In my January 4, 2012 post I shared nine steps to get a start on improving your financial health in the New Year. At the top of the list was:
Take score: review your net worth as compared to one year ago
I must admit, I don’t find myself playing too much golf these days. However, when I do, I keep score to see how I am doing. A net worth statement is your financial scorecard. In its simplest form, your net worth statement lists what you own, subtracts what you owe, and the balance is called your Net Worth. While there is no ideal Net Worth, it certainly is better to have a larger positive Net Worth – thus owning more than you owe. Next to establishing personal financial objectives, an evaluation of what you own and owe is probably the most important ingredient in creating a plan your financial future.

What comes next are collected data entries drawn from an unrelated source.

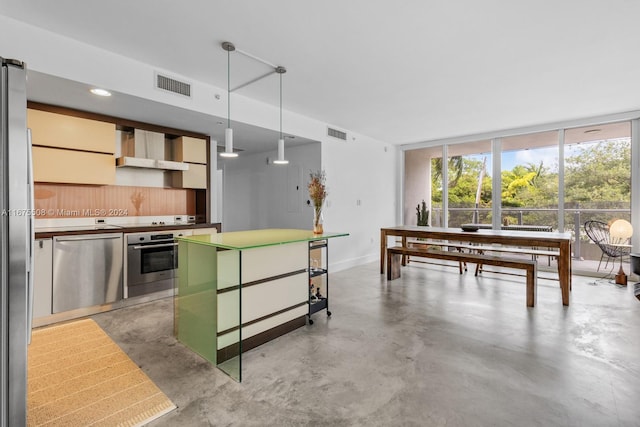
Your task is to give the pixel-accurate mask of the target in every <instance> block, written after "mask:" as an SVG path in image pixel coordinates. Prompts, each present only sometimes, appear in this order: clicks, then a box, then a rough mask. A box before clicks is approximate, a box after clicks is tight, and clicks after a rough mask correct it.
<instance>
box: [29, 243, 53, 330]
mask: <svg viewBox="0 0 640 427" xmlns="http://www.w3.org/2000/svg"><path fill="white" fill-rule="evenodd" d="M34 267H35V269H34V270H35V271H34V274H33V318H34V319H37V318H38V317H43V316H48V315H50V314H51V295H52V283H53V281H52V280H53V271H52V269H53V242H52V240H51V239H38V240H36V241H35V248H34Z"/></svg>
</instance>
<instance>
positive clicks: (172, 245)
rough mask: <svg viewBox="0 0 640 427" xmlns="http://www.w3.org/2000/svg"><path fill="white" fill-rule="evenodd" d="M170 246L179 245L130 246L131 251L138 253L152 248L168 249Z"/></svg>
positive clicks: (174, 245) (177, 244)
mask: <svg viewBox="0 0 640 427" xmlns="http://www.w3.org/2000/svg"><path fill="white" fill-rule="evenodd" d="M169 246H178V244H177V243H163V244H162V245H146V246H130V248H131V249H134V250H136V251H139V250H142V249H150V248H168V247H169Z"/></svg>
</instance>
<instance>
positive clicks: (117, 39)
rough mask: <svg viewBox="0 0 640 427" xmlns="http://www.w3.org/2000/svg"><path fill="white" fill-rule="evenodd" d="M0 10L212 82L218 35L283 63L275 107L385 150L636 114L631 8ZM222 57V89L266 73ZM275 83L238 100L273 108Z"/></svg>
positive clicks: (370, 2) (255, 53)
mask: <svg viewBox="0 0 640 427" xmlns="http://www.w3.org/2000/svg"><path fill="white" fill-rule="evenodd" d="M0 13H2V14H3V15H6V16H9V17H11V18H14V19H17V20H20V21H24V22H27V23H29V24H33V25H37V26H39V27H43V28H45V29H48V30H51V31H54V32H57V33H60V34H63V35H66V36H69V37H72V38H75V39H78V40H82V41H84V42H86V43H89V44H92V45H95V46H99V47H101V48H104V49H107V50H111V51H114V52H117V53H120V54H121V55H125V56H129V57H132V58H136V59H137V60H140V61H142V62H145V63H148V64H150V65H152V66H155V67H159V68H162V69H165V70H170V71H173V72H175V73H177V74H179V75H182V76H187V77H189V78H191V79H194V80H199V81H202V82H206V83H209V84H213V85H216V86H218V87H222V88H226V86H227V80H226V79H227V56H226V55H227V53H226V52H225V51H224V50H223V49H222V48H221V47H220V44H221V42H223V41H231V42H233V43H234V44H235V45H236V47H237V48H238V49H242V50H243V51H246V52H249V53H251V54H253V55H256V56H258V57H260V58H263V59H265V60H267V61H269V62H271V63H273V64H277V65H282V66H285V67H286V68H287V70H288V72H287V73H286V74H285V75H284V77H283V82H284V105H285V108H286V109H287V110H291V111H295V112H297V113H300V114H303V115H307V116H309V117H312V118H315V119H318V120H321V121H324V122H327V123H329V124H332V125H334V126H337V127H342V128H344V129H348V130H350V131H354V132H357V133H361V134H364V135H368V136H370V137H373V138H376V139H379V140H381V141H384V142H389V143H395V144H402V143H411V142H420V141H426V140H431V139H437V138H446V137H453V136H460V135H468V134H475V133H481V132H491V131H495V130H501V129H508V128H515V127H521V126H531V125H536V124H541V123H549V122H557V121H562V120H571V119H577V118H584V117H590V116H597V115H602V114H610V113H618V112H623V111H631V110H640V97H638V96H637V94H638V93H640V79H639V78H638V77H637V75H638V69H639V68H640V67H639V66H640V55H638V54H637V42H638V40H640V25H638V23H637V20H638V17H639V16H640V1H631V0H609V1H598V0H564V1H557V0H556V1H552V0H537V1H528V2H524V1H519V2H516V1H509V0H485V1H482V2H480V1H474V0H459V1H446V0H428V1H427V0H404V1H401V2H398V1H393V2H392V1H383V0H349V1H345V0H324V1H314V2H311V1H300V0H270V1H246V0H236V1H221V0H185V1H181V2H176V1H168V0H136V1H130V0H110V1H103V0H84V1H77V0H76V1H74V0H57V1H24V0H0ZM233 55H234V56H232V66H233V67H234V68H233V69H234V70H235V71H234V72H232V80H233V81H232V86H237V85H238V84H240V83H243V82H245V81H247V80H250V79H251V78H252V77H256V76H259V75H261V74H262V73H263V72H264V71H265V70H268V68H266V67H264V66H262V65H261V64H259V63H256V62H255V61H249V60H247V59H246V58H245V59H242V57H241V55H239V54H237V53H235V54H233ZM243 61H244V62H243ZM276 78H277V77H276V76H275V75H274V76H271V77H268V78H266V79H264V80H261V81H260V82H258V83H256V84H253V85H250V86H248V87H246V88H244V89H241V90H240V91H239V92H240V93H242V94H243V95H246V96H249V97H251V98H255V99H257V100H260V101H263V102H266V103H269V104H274V105H277V104H278V89H277V81H276ZM192 119H193V120H194V121H196V122H197V121H198V120H200V119H202V118H199V117H197V115H194V117H192ZM196 129H197V128H196ZM194 130H195V129H194Z"/></svg>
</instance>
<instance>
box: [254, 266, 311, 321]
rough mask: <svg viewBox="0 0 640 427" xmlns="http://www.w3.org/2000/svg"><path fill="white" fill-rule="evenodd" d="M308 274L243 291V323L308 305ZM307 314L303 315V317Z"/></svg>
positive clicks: (257, 286)
mask: <svg viewBox="0 0 640 427" xmlns="http://www.w3.org/2000/svg"><path fill="white" fill-rule="evenodd" d="M308 282H309V276H308V275H307V273H306V272H302V273H300V274H296V275H295V276H288V277H284V278H282V279H277V280H272V281H270V282H265V283H261V284H260V285H256V286H247V287H246V288H244V289H243V290H242V323H243V324H244V323H247V322H251V321H252V320H255V319H259V318H261V317H264V316H267V315H270V314H273V313H277V312H278V311H280V310H284V309H287V308H289V307H293V306H295V305H298V304H301V303H306V302H307V300H308V299H309V291H308V285H307V283H308ZM304 314H306V313H303V315H304Z"/></svg>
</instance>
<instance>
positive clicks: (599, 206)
mask: <svg viewBox="0 0 640 427" xmlns="http://www.w3.org/2000/svg"><path fill="white" fill-rule="evenodd" d="M564 156H565V168H564V171H565V173H564V195H565V197H564V224H565V230H567V231H570V232H572V233H573V234H574V245H573V250H574V259H575V260H576V261H577V262H578V266H580V265H583V266H587V265H591V264H593V262H592V261H594V260H599V259H600V257H601V251H600V249H599V248H598V247H597V246H596V245H595V244H594V243H593V242H592V241H590V240H589V238H588V237H587V235H586V234H585V232H584V228H583V226H584V223H585V222H586V221H588V220H599V221H602V222H606V223H609V222H611V221H613V220H614V219H618V218H622V219H626V220H627V221H631V123H630V122H622V123H614V124H608V125H598V126H587V127H580V128H574V129H568V130H566V131H565V133H564ZM590 261H591V263H589V262H590ZM596 268H597V267H596Z"/></svg>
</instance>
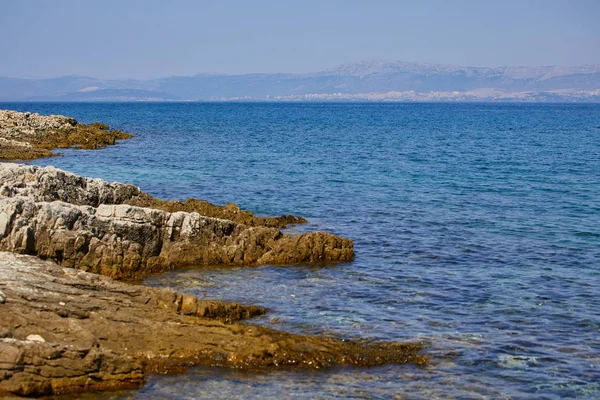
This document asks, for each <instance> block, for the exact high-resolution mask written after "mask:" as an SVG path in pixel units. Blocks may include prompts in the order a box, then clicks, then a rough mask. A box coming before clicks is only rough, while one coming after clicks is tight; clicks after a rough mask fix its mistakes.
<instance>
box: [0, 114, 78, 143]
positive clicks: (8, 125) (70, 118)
mask: <svg viewBox="0 0 600 400" xmlns="http://www.w3.org/2000/svg"><path fill="white" fill-rule="evenodd" d="M76 125H77V121H76V120H75V119H74V118H69V117H65V116H63V115H49V116H42V115H39V114H35V113H28V112H25V113H23V112H18V111H11V110H0V136H2V137H5V138H7V139H15V140H23V139H30V138H39V137H40V136H43V135H44V134H45V132H47V131H49V130H56V131H64V130H68V129H71V128H74V127H75V126H76Z"/></svg>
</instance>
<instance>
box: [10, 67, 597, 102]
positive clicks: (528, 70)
mask: <svg viewBox="0 0 600 400" xmlns="http://www.w3.org/2000/svg"><path fill="white" fill-rule="evenodd" d="M599 89H600V65H580V66H542V67H511V66H505V67H469V66H454V65H444V64H424V63H413V62H401V61H385V60H369V61H360V62H356V63H349V64H344V65H341V66H339V67H336V68H333V69H331V70H326V71H322V72H315V73H307V74H285V73H278V74H275V73H274V74H267V73H264V74H244V75H224V74H214V73H211V74H198V75H194V76H173V77H169V78H160V79H152V80H135V79H113V80H104V79H96V78H92V77H83V76H64V77H59V78H51V79H17V78H0V101H161V100H163V101H175V100H178V101H185V100H188V101H194V100H272V99H279V100H285V99H296V100H298V99H309V98H310V97H311V96H313V95H317V96H318V95H331V96H338V95H341V96H346V97H348V98H355V97H356V96H358V98H368V96H366V95H372V94H377V93H378V94H385V93H390V92H399V93H401V92H411V91H412V92H415V93H417V94H420V95H421V96H420V97H419V98H421V99H426V98H427V96H424V95H425V94H430V93H431V92H435V93H444V96H445V97H448V98H452V97H455V96H461V95H462V94H464V93H467V92H474V91H479V92H478V93H481V91H482V90H484V91H487V92H489V93H496V94H497V93H502V94H503V96H502V97H503V98H506V97H507V96H505V94H508V98H510V97H511V96H510V94H511V93H514V94H515V95H514V96H513V97H515V98H524V97H523V96H522V95H521V94H522V93H525V92H527V93H529V92H535V93H542V92H552V93H553V94H552V96H553V99H554V98H556V96H558V97H560V96H564V95H565V93H570V94H569V95H567V96H569V98H570V100H573V99H581V100H582V101H599V100H600V99H598V95H597V91H598V90H599ZM561 91H562V92H561ZM565 91H566V92H565ZM455 92H459V93H458V94H456V93H455ZM563 92H564V93H563ZM575 93H576V96H575V97H573V96H574V94H575ZM303 96H304V97H303ZM361 96H362V97H361ZM365 96H366V97H365ZM494 96H496V95H494ZM494 96H492V97H490V99H491V100H493V99H494V98H495V97H494ZM394 98H398V97H394ZM436 98H437V96H436ZM461 98H462V97H461ZM529 98H533V97H529ZM536 98H540V97H539V96H538V97H536ZM478 99H479V97H478Z"/></svg>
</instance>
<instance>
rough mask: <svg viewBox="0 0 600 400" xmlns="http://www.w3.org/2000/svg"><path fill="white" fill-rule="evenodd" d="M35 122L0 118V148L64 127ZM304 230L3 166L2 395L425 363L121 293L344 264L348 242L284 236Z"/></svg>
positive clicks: (62, 176) (154, 300)
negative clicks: (211, 366) (219, 271)
mask: <svg viewBox="0 0 600 400" xmlns="http://www.w3.org/2000/svg"><path fill="white" fill-rule="evenodd" d="M4 113H6V112H4ZM38 117H39V116H38ZM38 117H35V118H33V120H34V121H36V122H35V124H29V125H26V124H25V125H23V124H22V125H12V126H8V127H7V126H6V125H2V119H1V118H0V138H2V139H5V140H14V141H19V142H21V143H29V142H28V140H29V138H31V137H43V136H44V135H48V132H49V131H48V130H44V129H46V128H44V129H42V128H38V127H39V126H43V127H46V126H47V124H46V125H44V124H45V123H43V121H42V122H40V120H39V118H42V119H43V118H52V119H53V120H56V121H63V122H64V121H65V120H64V119H65V118H66V119H67V120H69V119H68V118H67V117H60V116H59V117H57V116H52V117H39V118H38ZM28 118H31V117H28ZM40 124H41V125H40ZM48 124H50V123H49V122H48ZM67 124H68V125H70V126H77V124H76V125H73V124H71V123H70V122H68V123H67ZM50 125H52V124H50ZM14 126H19V128H18V129H16V128H14ZM52 126H54V125H52ZM28 129H29V130H28ZM40 129H41V131H40ZM52 129H58V128H52ZM69 129H70V128H69ZM25 131H27V132H28V133H27V134H26V135H25V134H23V133H22V132H25ZM103 131H105V132H106V131H107V129H103ZM7 132H9V133H7ZM19 132H21V133H19ZM111 132H112V131H111ZM55 134H56V133H50V134H49V135H51V136H52V135H55ZM36 140H38V141H37V142H36V143H40V142H44V140H45V139H36ZM44 143H47V142H44ZM0 145H2V143H0ZM35 145H36V146H37V144H35ZM32 146H33V145H32ZM4 149H5V148H4V147H0V150H2V151H4ZM5 155H6V154H5ZM301 222H305V220H303V219H301V218H299V217H293V216H282V217H277V218H259V217H256V216H254V215H252V214H251V213H249V212H246V211H242V210H240V209H239V208H238V207H237V206H235V205H233V204H228V205H227V206H215V205H212V204H210V203H208V202H203V201H200V200H194V199H189V200H187V201H186V202H174V201H163V200H159V199H155V198H153V197H152V196H150V195H148V194H147V193H143V192H141V191H140V189H139V188H137V187H135V186H132V185H127V184H122V183H109V182H105V181H102V180H100V179H90V178H83V177H79V176H76V175H74V174H72V173H69V172H65V171H61V170H59V169H56V168H53V167H46V168H42V167H38V166H29V165H20V164H9V163H2V164H0V396H2V395H9V394H10V395H19V396H41V395H50V394H61V393H75V392H81V391H89V390H114V389H123V388H135V387H139V386H140V385H142V384H143V382H144V377H145V376H146V374H149V373H170V372H178V371H181V370H182V369H185V368H186V367H187V366H189V365H194V364H203V365H215V366H230V367H235V368H251V369H269V368H282V367H287V368H324V367H329V366H334V365H356V366H371V365H380V364H386V363H406V362H413V363H416V364H421V365H422V364H426V363H427V360H426V359H425V358H424V357H422V356H420V355H418V354H417V352H418V351H419V350H420V346H419V345H417V344H402V343H368V342H364V341H360V342H354V341H343V340H336V339H332V338H327V337H311V336H300V335H293V334H289V333H285V332H279V331H275V330H272V329H268V328H264V327H259V326H253V325H246V324H244V323H242V322H240V321H241V320H243V319H246V318H251V317H254V316H259V315H263V314H265V313H266V312H267V310H265V309H262V308H260V307H257V306H252V305H240V304H236V303H224V302H218V301H207V300H201V299H197V298H196V297H194V296H190V295H185V294H179V293H176V292H174V291H172V290H168V289H154V288H148V287H144V286H139V285H130V284H127V283H123V282H119V281H118V280H119V279H129V278H136V277H140V276H143V275H146V274H149V273H157V272H161V271H165V270H168V269H172V268H179V267H186V266H192V265H194V266H199V265H214V264H221V265H247V266H254V265H261V264H293V263H320V262H340V261H350V260H352V259H353V257H354V250H353V243H352V241H351V240H349V239H345V238H341V237H339V236H336V235H332V234H329V233H325V232H309V233H306V234H302V235H296V236H290V235H287V234H284V233H282V232H281V231H280V230H279V228H280V227H283V226H285V225H286V224H288V223H301Z"/></svg>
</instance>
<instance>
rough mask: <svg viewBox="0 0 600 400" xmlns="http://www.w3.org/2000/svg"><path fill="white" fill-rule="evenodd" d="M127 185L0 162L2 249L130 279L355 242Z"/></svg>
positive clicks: (14, 164)
mask: <svg viewBox="0 0 600 400" xmlns="http://www.w3.org/2000/svg"><path fill="white" fill-rule="evenodd" d="M140 194H141V192H140V190H139V189H138V188H137V187H135V186H132V185H125V184H120V183H108V182H105V181H102V180H99V179H88V178H82V177H78V176H76V175H73V174H71V173H68V172H64V171H61V170H58V169H55V168H52V167H46V168H41V167H37V166H24V165H18V164H2V165H0V250H4V251H14V252H18V253H24V254H33V255H37V256H39V257H41V258H44V259H51V260H54V261H56V262H57V263H59V264H60V265H62V266H65V267H72V268H79V269H83V270H85V271H90V272H95V273H99V274H102V275H107V276H111V277H114V278H131V277H138V276H142V275H144V274H148V273H153V272H160V271H164V270H166V269H170V268H177V267H183V266H191V265H209V264H212V265H214V264H227V265H258V264H293V263H315V262H338V261H350V260H352V258H353V257H354V250H353V243H352V241H351V240H349V239H345V238H341V237H338V236H335V235H332V234H329V233H325V232H310V233H305V234H302V235H297V236H290V235H287V234H283V233H282V232H281V231H279V230H278V229H277V228H272V227H265V226H248V225H244V224H240V223H236V222H234V221H231V220H225V219H220V218H213V217H207V216H203V215H200V214H198V213H196V212H167V211H163V210H156V209H152V208H145V207H137V206H131V205H128V204H122V203H124V202H127V201H128V200H130V199H132V198H139V197H140Z"/></svg>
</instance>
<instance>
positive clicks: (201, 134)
mask: <svg viewBox="0 0 600 400" xmlns="http://www.w3.org/2000/svg"><path fill="white" fill-rule="evenodd" d="M0 108H9V109H15V110H19V111H32V112H39V113H42V114H64V115H69V116H72V117H75V118H77V119H78V120H80V121H81V122H86V123H89V122H93V121H100V122H103V123H106V124H109V125H110V126H111V127H114V128H119V129H123V130H125V131H128V132H132V133H135V134H136V136H135V138H133V139H131V140H128V141H124V142H122V143H121V144H119V145H118V146H114V147H109V148H106V149H101V150H97V151H85V150H67V151H64V156H63V157H55V158H50V159H44V160H37V161H35V163H36V164H39V165H54V166H56V167H59V168H63V169H66V170H69V171H72V172H75V173H78V174H83V175H85V176H90V177H99V178H104V179H107V180H114V181H122V182H128V183H133V184H136V185H138V186H140V187H141V188H142V189H143V190H145V191H147V192H149V193H151V194H152V195H155V196H157V197H159V198H163V199H185V198H188V197H195V198H200V199H205V200H209V201H211V202H213V203H218V204H224V203H226V202H228V201H231V202H235V203H237V204H238V205H240V207H242V208H244V209H247V210H250V211H252V212H254V213H257V214H261V215H279V214H295V215H301V216H304V217H306V218H307V219H308V220H309V224H308V225H299V226H295V227H292V228H291V229H289V231H290V232H292V233H294V232H302V231H305V230H323V231H327V232H332V233H335V234H338V235H341V236H345V237H348V238H351V239H352V240H354V243H355V250H356V259H355V260H354V261H353V262H351V263H346V264H337V265H327V266H306V265H300V266H261V267H255V268H254V267H253V268H249V267H246V268H231V267H214V268H190V269H186V270H179V271H173V272H170V273H166V274H162V275H157V276H152V277H149V278H147V279H146V280H145V281H144V282H145V284H147V285H152V286H160V287H171V288H174V289H176V290H179V291H182V292H186V293H191V294H195V295H198V296H200V297H206V298H213V299H226V300H235V301H239V302H242V303H248V304H258V305H261V306H264V307H267V308H268V309H269V310H270V312H269V314H268V315H267V316H265V317H263V318H259V319H256V320H253V321H252V322H251V323H256V324H263V325H267V326H270V327H273V328H275V329H281V330H288V331H292V332H296V333H305V334H322V335H334V336H340V337H347V338H369V339H373V340H387V341H415V342H422V343H424V344H425V346H426V348H425V349H424V350H423V354H424V355H427V356H428V357H429V359H430V363H431V365H430V366H428V367H425V368H422V367H416V366H413V365H388V366H382V367H376V368H337V369H332V370H327V371H303V372H290V371H273V372H269V373H251V372H244V371H238V370H231V369H210V368H195V369H192V370H190V371H189V372H188V373H186V374H183V375H175V376H154V377H151V378H150V379H149V381H148V384H147V385H146V386H145V387H143V388H142V389H140V390H138V391H131V392H121V393H113V394H104V395H96V396H95V397H94V398H101V399H199V398H206V399H218V398H225V399H230V398H238V399H251V398H307V399H308V398H320V399H326V398H375V399H378V398H381V399H388V398H397V399H432V398H440V399H446V398H461V399H463V398H469V399H500V398H502V399H504V398H510V399H521V398H532V399H561V398H567V399H572V398H581V399H593V398H596V399H597V398H600V104H580V105H577V104H378V103H368V104H357V103H322V104H318V103H293V104H291V103H290V104H283V103H145V104H140V103H107V104H101V103H96V104H94V103H87V104H76V103H66V104H59V103H51V104H43V103H32V104H25V103H20V104H18V103H17V104H6V103H5V104H0Z"/></svg>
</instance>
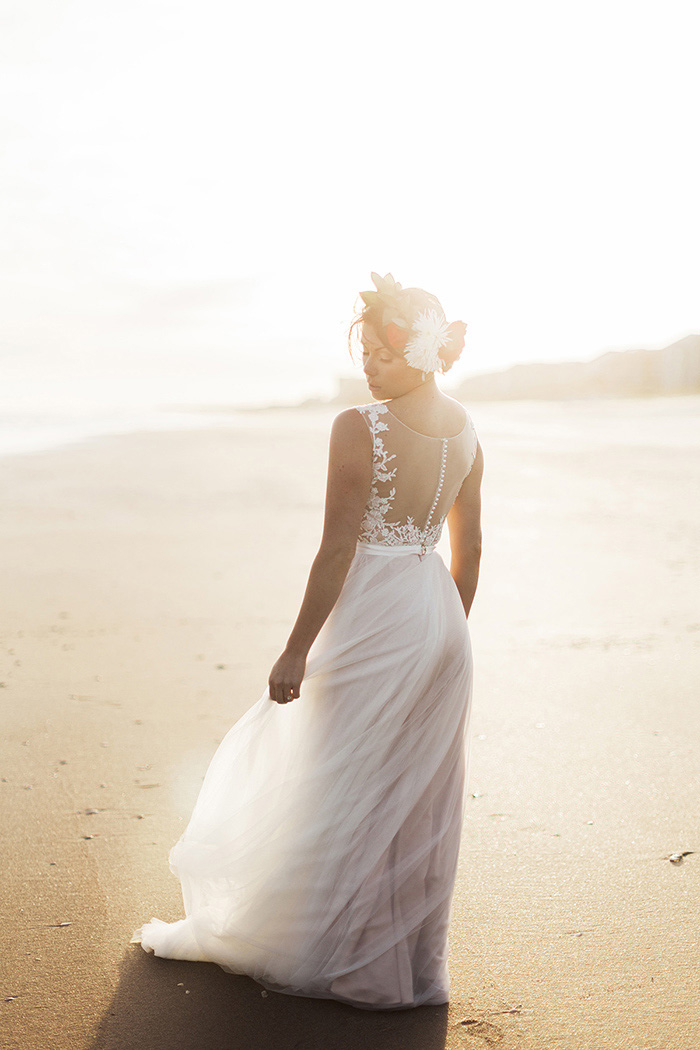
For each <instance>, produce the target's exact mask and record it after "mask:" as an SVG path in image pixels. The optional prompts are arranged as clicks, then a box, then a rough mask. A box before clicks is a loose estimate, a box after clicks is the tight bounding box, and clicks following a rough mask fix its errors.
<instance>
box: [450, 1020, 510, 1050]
mask: <svg viewBox="0 0 700 1050" xmlns="http://www.w3.org/2000/svg"><path fill="white" fill-rule="evenodd" d="M460 1028H461V1030H462V1031H463V1032H465V1033H466V1034H467V1035H469V1036H470V1037H472V1038H475V1039H483V1042H484V1043H485V1044H486V1046H487V1047H494V1046H496V1044H499V1043H501V1041H502V1039H503V1038H504V1036H505V1032H504V1031H503V1029H502V1028H499V1026H497V1025H492V1024H491V1022H490V1021H476V1020H473V1021H471V1020H469V1018H467V1020H465V1021H461V1022H460Z"/></svg>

From the information contained on your Net Worth statement, you can measure whether or not you have sufficient liquidity, calculate your debt/equity ratio, review the nature and diversification of your assets, and determine the impact of federal estate taxes on your estate. Your Net Worth statement is also used in your Financial Independence analysis and in evaluating your insurance needs. With proper planning, discipline and careful monitoring, your Net Worth is likely to appreciate in value over time.
Even in a year when investment returns are flat, your net worth can increase if you are saving money and/or paying down debt such as a mortgage, college loans, auto loans, or dreaded credit card debt. There are many resources online to help you keep score. Even better yet, you can work with your financial advisor to begin tracking your progress.